Handin procedure Handin 程序

Before submitting, please run test-mr.sh one final time. 在提交之前,请最后一次运行 test-mr.sh

Use the make lab1 command to package your lab assignment and upload it to the class's submission website, located at https://6824.scripts.mit.edu/2020/handin.py/. 使用该 make lab1 命令打包您的实验室作业并将其上传到位于 https://6824.scripts.mit.edu/2020/handin.py/ 的课程提交网站。

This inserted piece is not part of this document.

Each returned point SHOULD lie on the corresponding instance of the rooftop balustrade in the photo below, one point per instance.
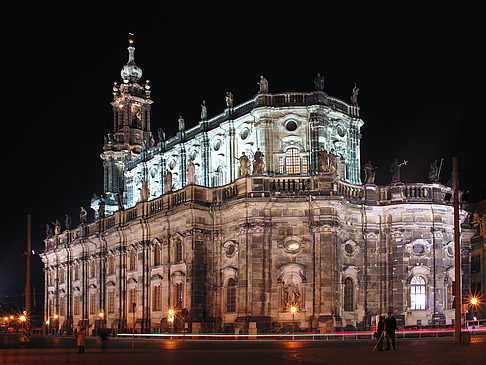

You may use your MIT Certificate or request an API key via email to log in for the first time. Your API key (XXX) is displayed once you logged in, which can be used to upload lab1 from the console as follows. 首次登录时,您可以使用 MIT 证书或通过电子邮件请求 API 密钥。登录后,将显示您的 API 密钥 ( XXX ),该密钥可用于从控制台上传 lab1,如下所示。

1
2
3
$ cd ~/6.824
$ echo XXX > api.key
$ make lab1

Check the submission website to make sure it thinks you submitted this lab! 检查提交网站,确保它认为您提交了此实验!

You may submit multiple times. We will use the timestamp of your last submission for the purpose of calculating late days. 您可以多次提交。我们将使用您上次提交的时间戳来计算逾期天数。